Niet aftrekken BTW is geen reden om geen boete op te leggen

Gepubliceerd op: 16 juli 2019

Je hoort het argument geregeld: “de fiscus komt toch niets tekort”. Maar dat is geen reden om de naheffing van ten onrechte niet afgedragen BTW niet vergezeld te laten gaan van een boete.

Niet afgetrokken

Dat bevestigt de Rechtbank Zeeland-West-Brabant in een zaak waarin een financiële holding managementfee “doorbelast” aan gelieerde vennootschappen. De holding draagt over de ontvangen bedragen geen BTW af. Wanneer de Belastingdienst dit ontdekt, worden naheffingsaanslagen BTW opgelegd. Die aanslagen worden verhoogd met een verzuimboete en met heffingsrente. Tegen beide komt de holding in bezwaar en beroep.

Verzuimboete

Voor het opleggen van een verzuimboete is geen opzet of grove schuld vereist. Ofwel: het is niet relevant of de holding de BTW bewust niet heeft afgedragen. De enkele omstandigheid dat niet of niet tijdig is afgedragen, is voldoende om de verzuimboete op te kunnen leggen.

Alleen afwezigheid van alle schuld (avas) is een reden om een verzuimboete achterwege te laten. Van avas is alleen sprake wanneer de holding geen enkel verwijt treft ten aanzien van het niet afdragen van de BTW. De holding heeft echter niet voldaan aan haar plicht om te bewijzen dat hier sprake van is.

Ook met verwijten aan haar (voormalige) accountant komt de holding niet onder de boete uit. De rechtbank is van mening dat de holding in de eerste plaats zelf verantwoordelijk is voor het op juiste wijze voldoen van BTW.

De fiscus komt niets tekort

Tegen zowel de verzuimboete als de heffingsrente brengt de holding voor de rechtbank in dat de Belastingdienst niets tekort is gekomen. De over de managementfee verschuldigde fee is namelijk door de betaler niet afgetrokken.

Aangaande de verzuimboete hebben we hiervoor al gezien dat de enkele omstandigheid, dat de BTW niet is afgedragen, voldoende is om deze boete te rechtvaardigen. Interessant is of het argument, dat de Belastingdienst niets tekort komt, wellicht een reden kan zijn voor matiging van de boete. Dit komt in de voorliggende zaak niet aan de orde. De boete wordt uiteindelijk door de rechtbank wel ambtshalve gematigd. De procedures hebben te lang geduurd (het zogeheten undue delay).
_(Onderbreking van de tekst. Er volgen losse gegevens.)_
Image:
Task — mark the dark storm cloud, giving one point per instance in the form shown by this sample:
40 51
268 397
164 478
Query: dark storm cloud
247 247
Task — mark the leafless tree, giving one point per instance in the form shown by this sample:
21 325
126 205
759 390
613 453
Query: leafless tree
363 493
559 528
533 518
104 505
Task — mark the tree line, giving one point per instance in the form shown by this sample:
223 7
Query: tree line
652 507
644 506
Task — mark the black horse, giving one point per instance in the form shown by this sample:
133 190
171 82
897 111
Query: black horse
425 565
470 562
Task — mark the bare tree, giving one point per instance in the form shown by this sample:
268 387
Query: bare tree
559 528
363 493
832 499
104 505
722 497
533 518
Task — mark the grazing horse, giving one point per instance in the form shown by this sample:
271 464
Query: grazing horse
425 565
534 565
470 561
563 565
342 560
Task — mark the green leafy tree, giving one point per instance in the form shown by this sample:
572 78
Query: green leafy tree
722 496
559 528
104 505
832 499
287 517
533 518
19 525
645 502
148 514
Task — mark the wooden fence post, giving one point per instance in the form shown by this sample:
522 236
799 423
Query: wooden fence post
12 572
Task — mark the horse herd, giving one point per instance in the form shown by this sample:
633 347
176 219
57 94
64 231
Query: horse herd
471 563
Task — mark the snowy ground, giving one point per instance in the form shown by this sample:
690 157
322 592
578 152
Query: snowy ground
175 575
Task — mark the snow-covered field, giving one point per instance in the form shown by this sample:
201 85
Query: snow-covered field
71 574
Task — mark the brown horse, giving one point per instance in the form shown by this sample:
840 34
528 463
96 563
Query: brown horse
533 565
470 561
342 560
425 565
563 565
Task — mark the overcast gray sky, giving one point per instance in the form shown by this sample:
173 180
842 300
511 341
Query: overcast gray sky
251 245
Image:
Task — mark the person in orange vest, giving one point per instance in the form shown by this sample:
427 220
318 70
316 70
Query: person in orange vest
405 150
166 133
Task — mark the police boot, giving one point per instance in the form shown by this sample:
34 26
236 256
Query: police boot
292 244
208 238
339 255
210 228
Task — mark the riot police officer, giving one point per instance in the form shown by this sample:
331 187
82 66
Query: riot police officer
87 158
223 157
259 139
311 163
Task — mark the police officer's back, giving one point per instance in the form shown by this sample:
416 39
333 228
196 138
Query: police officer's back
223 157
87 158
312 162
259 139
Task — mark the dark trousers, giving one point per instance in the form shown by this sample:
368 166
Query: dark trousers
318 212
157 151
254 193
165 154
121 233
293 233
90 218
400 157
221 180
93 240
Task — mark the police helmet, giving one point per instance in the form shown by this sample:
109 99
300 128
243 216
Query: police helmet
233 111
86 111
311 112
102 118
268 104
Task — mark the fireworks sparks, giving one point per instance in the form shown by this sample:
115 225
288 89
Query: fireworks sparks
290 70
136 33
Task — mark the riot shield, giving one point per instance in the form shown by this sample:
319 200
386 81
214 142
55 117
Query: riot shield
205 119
Voor de heffingsrente beslist de rechtbank dat zelfs wanneer er veronderstellenderwijs van wordt uitgegaan van de stelling dat de fiscus niets tekort komt, in de wet geen steun wordt gevonden voor het achterwege laten van heffingsrente. En de Belastingdienst handelt met het in rekening brengen van heffingsrente ook niet in strijd met enig beginsel van behoorlijk bestuur.